Eğitim Verme Yükümlülüğü
Kanun, işverene iş sağlığı ve güvenliğinin sağlanması amacıyla çalışanları bilgilendirme konusunda da birçok görevler yüklemiştir. “İşyerinde iş sağlığı ve güvenliğinin sağlanması ve sürdürülebilmesi amacıyla işveren, çalışanları ve çalışan temsilcilerini işyerinin özelliklerini de dikkate alarak aşağıdaki konularda bilgilendirir: a) İşyerinde karşılaşılabilecek sağlık ve güvenlik riskleri, koruyucu ve önleyici tedbirler. b) Kendileri ile ilgili yasal hak ve sorumluluklar. c) İlk yardım, olağan dışı durumlar, afetler ve yangınla mücadele ve tahliye işleri konusunda görevlendirilen kişiler” hakkında bilgilendirmek zorundadır. (İSGK 16/1-a,b,c) Bunun gibi ciddi ve yakın tehlikeye maruz kalan veya kalma riski olan bütün çalışanları, tehlikeler ile bunlardan doğan risklere karşı alınmış ve alınacak önlemler hakkında derhal bilgilendirilir. (İSGK 16/2-a)

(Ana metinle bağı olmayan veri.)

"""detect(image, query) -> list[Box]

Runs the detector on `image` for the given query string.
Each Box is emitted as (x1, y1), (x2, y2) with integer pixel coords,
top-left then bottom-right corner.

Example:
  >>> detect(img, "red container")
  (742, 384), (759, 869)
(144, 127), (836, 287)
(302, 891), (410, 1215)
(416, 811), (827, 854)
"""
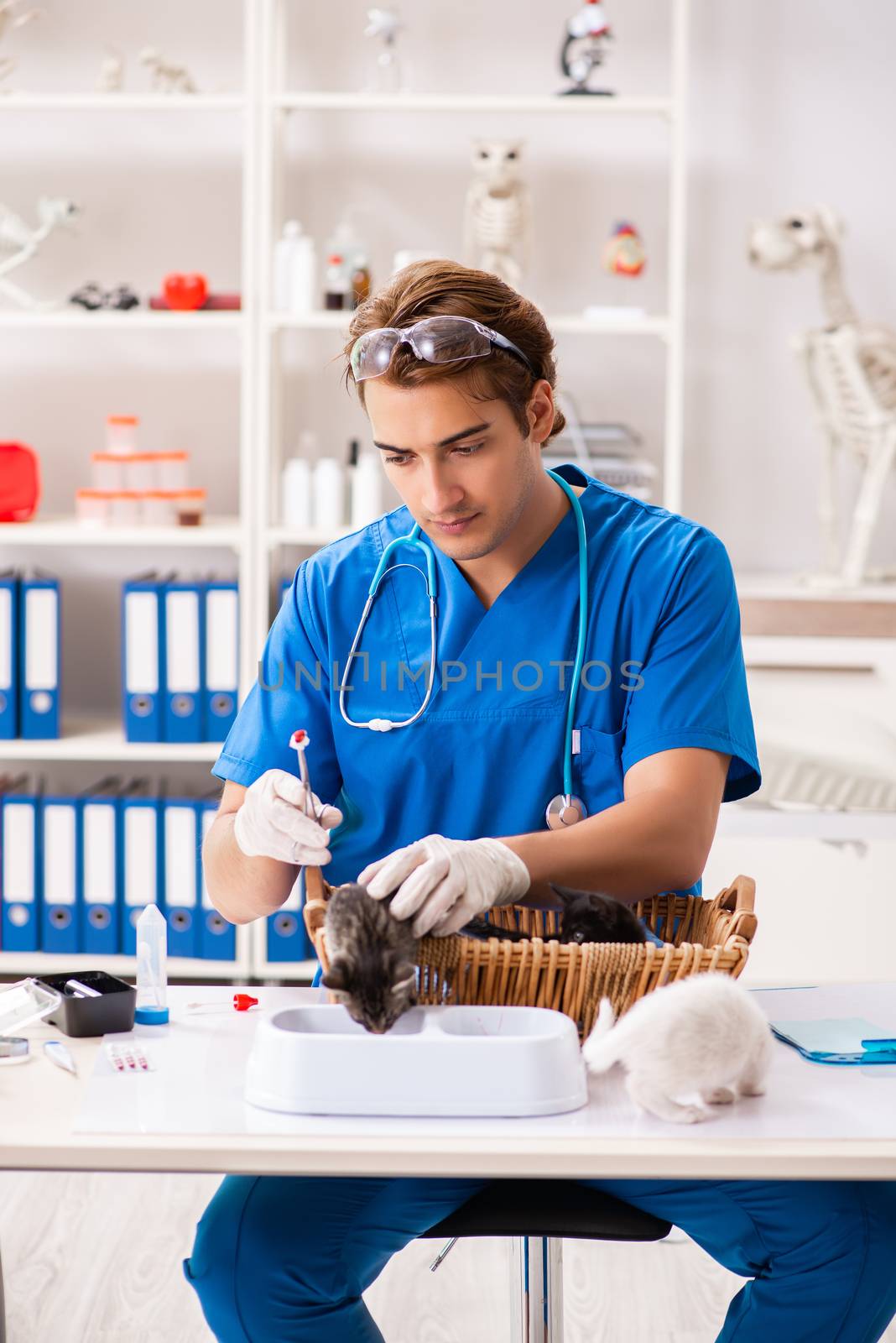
(0, 443), (40, 522)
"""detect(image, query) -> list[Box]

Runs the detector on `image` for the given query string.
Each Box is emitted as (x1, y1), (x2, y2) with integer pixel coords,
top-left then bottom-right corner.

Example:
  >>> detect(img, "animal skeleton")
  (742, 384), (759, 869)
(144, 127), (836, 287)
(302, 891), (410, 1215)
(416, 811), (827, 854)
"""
(464, 139), (530, 289)
(750, 206), (896, 587)
(96, 45), (125, 92)
(139, 47), (199, 92)
(0, 0), (43, 79)
(0, 196), (81, 311)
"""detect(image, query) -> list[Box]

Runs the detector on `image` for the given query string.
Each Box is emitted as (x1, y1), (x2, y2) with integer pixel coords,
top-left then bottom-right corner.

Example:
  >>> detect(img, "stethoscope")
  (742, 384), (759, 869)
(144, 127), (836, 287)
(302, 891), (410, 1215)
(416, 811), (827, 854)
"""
(339, 470), (587, 830)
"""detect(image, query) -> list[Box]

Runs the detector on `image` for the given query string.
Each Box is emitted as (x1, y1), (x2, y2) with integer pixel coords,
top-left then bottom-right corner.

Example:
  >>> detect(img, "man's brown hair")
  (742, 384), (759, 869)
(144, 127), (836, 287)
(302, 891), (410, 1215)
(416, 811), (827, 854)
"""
(345, 259), (566, 438)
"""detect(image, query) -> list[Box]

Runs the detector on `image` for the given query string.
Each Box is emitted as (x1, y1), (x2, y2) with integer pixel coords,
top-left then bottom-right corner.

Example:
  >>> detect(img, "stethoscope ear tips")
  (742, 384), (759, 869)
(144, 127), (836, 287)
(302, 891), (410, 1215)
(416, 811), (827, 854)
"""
(544, 792), (587, 830)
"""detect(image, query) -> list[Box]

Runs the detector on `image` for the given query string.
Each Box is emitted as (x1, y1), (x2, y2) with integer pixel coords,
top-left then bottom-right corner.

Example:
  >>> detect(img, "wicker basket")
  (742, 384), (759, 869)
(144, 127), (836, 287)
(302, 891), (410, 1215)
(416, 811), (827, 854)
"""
(303, 868), (757, 1039)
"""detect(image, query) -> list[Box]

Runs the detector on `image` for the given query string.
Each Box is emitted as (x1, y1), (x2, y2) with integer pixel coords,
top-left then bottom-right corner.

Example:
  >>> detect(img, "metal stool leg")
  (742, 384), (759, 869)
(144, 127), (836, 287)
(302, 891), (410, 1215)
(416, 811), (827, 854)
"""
(513, 1236), (563, 1343)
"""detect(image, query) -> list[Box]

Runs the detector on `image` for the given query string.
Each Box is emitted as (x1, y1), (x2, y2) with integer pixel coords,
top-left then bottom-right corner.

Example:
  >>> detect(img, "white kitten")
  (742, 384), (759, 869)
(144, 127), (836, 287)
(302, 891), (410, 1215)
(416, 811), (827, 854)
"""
(582, 972), (771, 1124)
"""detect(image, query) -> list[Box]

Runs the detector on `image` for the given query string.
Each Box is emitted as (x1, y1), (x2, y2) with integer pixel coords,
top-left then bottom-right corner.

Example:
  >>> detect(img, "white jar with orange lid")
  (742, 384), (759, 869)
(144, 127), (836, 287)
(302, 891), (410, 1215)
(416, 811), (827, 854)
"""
(153, 452), (189, 490)
(106, 415), (139, 457)
(90, 452), (128, 490)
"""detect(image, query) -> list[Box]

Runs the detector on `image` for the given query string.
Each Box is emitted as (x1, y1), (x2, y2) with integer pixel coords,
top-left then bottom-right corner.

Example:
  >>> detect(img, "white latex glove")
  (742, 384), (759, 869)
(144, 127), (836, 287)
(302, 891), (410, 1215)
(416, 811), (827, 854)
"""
(358, 835), (531, 938)
(233, 770), (342, 868)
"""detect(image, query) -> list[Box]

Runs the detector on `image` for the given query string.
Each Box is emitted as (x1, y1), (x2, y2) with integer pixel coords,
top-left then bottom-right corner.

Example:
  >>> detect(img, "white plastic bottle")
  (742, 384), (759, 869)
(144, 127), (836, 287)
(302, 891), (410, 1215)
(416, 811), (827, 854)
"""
(352, 452), (383, 528)
(311, 457), (345, 532)
(280, 457), (311, 526)
(273, 219), (302, 313)
(289, 233), (318, 313)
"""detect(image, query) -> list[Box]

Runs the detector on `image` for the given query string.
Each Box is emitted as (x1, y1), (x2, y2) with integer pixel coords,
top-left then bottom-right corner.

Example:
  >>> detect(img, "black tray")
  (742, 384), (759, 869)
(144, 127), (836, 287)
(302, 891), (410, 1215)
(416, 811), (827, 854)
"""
(35, 969), (137, 1036)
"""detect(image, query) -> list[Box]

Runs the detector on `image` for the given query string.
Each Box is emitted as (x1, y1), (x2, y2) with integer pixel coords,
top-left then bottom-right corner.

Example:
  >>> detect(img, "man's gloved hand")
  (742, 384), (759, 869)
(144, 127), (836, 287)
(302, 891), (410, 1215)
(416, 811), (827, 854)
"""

Risk Değerlendirmesi Yapma Yükümlülüğü
Her işyerinin özelliklerine uygun, iş kazalarına yol açabilecek mesleki risklerin belirlenmesi ve bunların önlenmesi iş sağlığı ve güvenliğinin sağlanması açısından zorunludur. İSGK 3/1-ö gereği risk değerlendirmesi tanımı şöyledir: “İşyerinde var olan ya da dışarıdan gelebilecek tehlikelerin belirlenmesi, bu tehlikelerin riske dönüşmesine yol açan faktörler ile tehlikelerden kaynaklanan risklerin analiz edilerek derecelendirilmesi ve kontrol tedbirlerinin kararlaştırılması amacıyla yapılması gerekli çalışmalar.” Risk değerlendirmesi işverenin oluşturduğu bir ekip tarafından gerçekleştirilir. İşverenlerce yapılacak risk değerlendirmesi 6331 sayılı kanunun 10. maddesi ile 30.12.2012 tarihinde yürürlüğe giren iş sağlığı ve güvenliği risk değerlendirmesi yönetmeliğinde düzenlenmiştir.

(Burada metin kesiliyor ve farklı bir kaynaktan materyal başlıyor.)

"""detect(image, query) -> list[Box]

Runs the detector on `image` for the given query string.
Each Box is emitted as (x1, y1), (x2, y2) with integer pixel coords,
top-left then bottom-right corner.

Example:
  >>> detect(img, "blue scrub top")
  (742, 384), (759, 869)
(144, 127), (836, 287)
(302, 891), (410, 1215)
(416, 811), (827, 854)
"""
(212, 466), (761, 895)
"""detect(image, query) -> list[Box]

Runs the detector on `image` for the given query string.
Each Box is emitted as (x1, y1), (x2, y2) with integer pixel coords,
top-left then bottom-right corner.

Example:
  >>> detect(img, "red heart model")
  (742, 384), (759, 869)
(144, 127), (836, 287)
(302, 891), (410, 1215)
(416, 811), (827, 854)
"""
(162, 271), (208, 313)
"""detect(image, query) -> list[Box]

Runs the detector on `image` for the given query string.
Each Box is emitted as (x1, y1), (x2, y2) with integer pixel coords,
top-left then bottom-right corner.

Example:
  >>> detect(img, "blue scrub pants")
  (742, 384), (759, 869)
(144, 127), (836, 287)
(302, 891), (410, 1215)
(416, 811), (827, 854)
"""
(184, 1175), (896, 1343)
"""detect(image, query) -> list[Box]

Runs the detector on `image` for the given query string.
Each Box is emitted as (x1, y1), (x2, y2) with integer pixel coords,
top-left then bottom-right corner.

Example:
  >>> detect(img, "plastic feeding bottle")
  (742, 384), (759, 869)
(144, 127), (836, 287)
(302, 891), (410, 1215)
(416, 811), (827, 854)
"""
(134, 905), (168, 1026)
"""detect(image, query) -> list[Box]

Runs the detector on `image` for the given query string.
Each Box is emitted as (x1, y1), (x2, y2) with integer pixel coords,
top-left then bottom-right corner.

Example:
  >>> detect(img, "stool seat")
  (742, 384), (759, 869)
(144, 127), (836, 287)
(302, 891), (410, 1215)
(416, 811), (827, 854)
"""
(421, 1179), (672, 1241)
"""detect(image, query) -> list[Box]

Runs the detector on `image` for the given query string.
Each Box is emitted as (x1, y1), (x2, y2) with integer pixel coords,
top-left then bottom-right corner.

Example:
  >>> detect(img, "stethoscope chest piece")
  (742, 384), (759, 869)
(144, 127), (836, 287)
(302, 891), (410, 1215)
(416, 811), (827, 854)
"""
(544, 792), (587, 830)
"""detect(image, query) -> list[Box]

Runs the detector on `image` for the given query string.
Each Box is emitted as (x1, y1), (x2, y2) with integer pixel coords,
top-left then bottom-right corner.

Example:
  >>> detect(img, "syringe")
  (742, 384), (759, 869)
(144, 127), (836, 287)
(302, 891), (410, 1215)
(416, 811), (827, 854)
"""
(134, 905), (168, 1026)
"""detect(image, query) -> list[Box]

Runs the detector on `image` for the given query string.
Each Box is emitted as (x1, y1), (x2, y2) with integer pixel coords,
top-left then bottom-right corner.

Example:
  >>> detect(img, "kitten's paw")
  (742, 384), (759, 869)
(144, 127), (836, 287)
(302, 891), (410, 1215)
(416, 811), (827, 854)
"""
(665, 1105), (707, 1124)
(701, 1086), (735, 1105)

Sağlık Gözetimini Yerine Getirme Yükümlülüğü
Çalışanların gerek işe girişlerinde gerek işin devamı süresince sağlık gözetimine tabi tutulması ve yapacakları işin bedensel ve ruhsal durumlarına uygun olması iş sağlığı ve güvenliği açısından büyük önem taşır. İSGK, 15. maddesinde işverenin sağlık gözetimini yerine getirme yükümlülüğüne ilişkin düzenlemelere yer verilmiştir. Anılan hükümde “İşveren; a) Çalışanların işyerinde maruz kalacakları sağlık ve güvenlik risklerini dikkate alarak sağlık gözetimine tabi tutulmalarını sağlar.” denilerek bu husus vurgulanmaktadır.

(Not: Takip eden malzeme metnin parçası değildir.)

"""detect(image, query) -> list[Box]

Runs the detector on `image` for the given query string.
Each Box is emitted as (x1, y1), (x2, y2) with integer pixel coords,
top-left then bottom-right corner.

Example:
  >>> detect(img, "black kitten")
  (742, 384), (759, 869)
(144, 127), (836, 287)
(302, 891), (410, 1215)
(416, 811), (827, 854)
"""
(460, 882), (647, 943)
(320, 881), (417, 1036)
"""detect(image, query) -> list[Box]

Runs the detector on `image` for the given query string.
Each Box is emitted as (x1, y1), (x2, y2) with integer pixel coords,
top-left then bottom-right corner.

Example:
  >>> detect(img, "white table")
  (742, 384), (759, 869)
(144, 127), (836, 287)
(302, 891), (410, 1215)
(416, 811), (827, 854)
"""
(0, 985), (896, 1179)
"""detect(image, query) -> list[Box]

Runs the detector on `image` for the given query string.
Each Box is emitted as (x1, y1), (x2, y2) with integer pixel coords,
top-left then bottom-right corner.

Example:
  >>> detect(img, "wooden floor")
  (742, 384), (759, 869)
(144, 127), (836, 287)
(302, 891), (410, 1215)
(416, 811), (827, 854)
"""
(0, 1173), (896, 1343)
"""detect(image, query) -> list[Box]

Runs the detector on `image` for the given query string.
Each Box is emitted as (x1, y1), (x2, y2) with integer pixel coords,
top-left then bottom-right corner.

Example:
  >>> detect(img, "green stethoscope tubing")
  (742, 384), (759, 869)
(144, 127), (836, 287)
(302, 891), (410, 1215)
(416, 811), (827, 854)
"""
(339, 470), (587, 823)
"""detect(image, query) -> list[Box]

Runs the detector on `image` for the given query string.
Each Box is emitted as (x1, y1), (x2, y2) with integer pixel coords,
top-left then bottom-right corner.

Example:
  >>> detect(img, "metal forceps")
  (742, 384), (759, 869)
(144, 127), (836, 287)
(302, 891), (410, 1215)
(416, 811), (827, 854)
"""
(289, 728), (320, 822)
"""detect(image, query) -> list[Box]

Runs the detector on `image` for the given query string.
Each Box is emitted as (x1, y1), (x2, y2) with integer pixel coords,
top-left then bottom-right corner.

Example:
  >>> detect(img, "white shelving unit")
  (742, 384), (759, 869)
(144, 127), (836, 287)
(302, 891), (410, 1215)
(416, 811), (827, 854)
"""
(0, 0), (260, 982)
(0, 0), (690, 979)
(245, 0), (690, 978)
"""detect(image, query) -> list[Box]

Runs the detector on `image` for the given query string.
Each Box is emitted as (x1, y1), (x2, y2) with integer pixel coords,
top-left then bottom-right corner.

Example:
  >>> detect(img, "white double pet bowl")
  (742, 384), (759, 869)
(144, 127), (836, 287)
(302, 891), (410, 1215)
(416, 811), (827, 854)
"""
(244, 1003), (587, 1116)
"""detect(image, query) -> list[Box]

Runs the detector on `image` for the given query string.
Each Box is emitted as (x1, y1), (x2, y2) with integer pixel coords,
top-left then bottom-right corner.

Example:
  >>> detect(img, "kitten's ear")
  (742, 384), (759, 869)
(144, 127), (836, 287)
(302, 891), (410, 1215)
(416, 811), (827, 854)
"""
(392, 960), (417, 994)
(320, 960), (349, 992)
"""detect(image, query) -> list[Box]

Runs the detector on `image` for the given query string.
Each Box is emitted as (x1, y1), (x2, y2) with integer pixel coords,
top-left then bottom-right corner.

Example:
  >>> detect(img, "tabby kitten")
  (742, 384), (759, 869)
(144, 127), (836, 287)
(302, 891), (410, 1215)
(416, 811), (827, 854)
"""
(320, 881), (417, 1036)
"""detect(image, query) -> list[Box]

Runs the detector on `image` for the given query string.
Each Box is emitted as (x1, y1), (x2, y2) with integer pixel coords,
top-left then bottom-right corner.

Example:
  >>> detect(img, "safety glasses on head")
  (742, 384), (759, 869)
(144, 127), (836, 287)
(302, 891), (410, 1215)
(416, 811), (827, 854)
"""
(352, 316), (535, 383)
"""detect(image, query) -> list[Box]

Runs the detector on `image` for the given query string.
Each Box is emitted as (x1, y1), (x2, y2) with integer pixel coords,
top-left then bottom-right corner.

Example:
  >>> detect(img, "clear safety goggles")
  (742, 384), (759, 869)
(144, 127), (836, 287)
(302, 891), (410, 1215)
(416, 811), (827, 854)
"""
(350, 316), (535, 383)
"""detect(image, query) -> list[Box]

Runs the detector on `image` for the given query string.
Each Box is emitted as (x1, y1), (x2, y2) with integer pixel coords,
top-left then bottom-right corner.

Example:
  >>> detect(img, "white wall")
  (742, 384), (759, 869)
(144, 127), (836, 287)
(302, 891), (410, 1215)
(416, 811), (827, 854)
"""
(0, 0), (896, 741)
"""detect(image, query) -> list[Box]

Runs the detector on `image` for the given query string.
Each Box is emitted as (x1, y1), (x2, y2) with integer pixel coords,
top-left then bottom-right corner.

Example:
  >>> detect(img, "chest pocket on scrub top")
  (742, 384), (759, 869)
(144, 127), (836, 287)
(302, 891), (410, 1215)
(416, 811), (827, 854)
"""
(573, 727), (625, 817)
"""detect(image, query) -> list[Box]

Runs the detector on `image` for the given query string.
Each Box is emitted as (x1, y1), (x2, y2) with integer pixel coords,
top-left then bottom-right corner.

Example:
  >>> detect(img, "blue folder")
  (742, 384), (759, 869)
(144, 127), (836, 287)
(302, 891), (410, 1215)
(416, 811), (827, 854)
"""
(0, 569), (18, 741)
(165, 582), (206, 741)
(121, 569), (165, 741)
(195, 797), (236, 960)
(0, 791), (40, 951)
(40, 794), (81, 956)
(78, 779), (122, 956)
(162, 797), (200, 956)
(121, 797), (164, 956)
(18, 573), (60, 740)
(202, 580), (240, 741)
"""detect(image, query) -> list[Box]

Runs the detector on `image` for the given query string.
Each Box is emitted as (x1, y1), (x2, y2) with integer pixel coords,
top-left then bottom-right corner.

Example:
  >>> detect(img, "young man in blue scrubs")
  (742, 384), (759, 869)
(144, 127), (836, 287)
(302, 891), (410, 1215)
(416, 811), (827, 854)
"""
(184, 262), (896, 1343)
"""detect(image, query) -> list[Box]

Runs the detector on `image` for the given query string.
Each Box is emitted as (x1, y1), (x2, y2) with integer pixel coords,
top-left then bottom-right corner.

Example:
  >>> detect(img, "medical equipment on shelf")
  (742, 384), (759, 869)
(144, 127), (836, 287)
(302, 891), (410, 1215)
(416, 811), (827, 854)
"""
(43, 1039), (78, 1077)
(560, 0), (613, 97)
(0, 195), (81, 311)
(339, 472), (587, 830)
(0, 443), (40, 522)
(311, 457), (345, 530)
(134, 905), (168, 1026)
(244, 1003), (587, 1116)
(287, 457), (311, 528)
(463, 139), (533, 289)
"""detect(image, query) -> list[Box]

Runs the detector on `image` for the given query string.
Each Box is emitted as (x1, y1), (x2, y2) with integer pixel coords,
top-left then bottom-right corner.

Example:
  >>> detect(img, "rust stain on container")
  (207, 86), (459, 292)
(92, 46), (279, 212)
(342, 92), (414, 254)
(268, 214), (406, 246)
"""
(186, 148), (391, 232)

İş Kazasını Bildirme Ve Kayıtlara Tutma Yükümlülüğü
İş Sağlığı ve Güvenliği Kanununun 14. maddesinin 2. fıkrası gereği işveren iş kazalarını kazadan sonraki üç iş günü içinde sağlık hizmeti sunucuları ile işyeri hekimi tarafından kendisine bildirilen meslek hastalıklarını da üç gün içinde SGK’ya bildirir. İş kazasının meydana geldiği gün, üç iş günlük süreye tabi değildir. İşveren sadece meydana gelen iş kazalarını değil çalışanı zarara uğratabilecek ya da işyeri veya iş ekipmanını zarara uğratan veya uğratabilecek olayları inceleyerek bunlar ile ilgili raporları da düzenlemek zorundadır. İSGK 14/1-b’ye göre “İşyerinde meydana gelen ancak yaralanma veya ölüme neden olmadığı halde işyeri ya da iş ekipmanının zarara uğramasına yol açan veya çalışan, işyeri ya da iş ekipmanını zarara uğratma potansiyeli olan olayları inceleyerek bunlar ile ilgili raporları düzenler.” denilmektedir.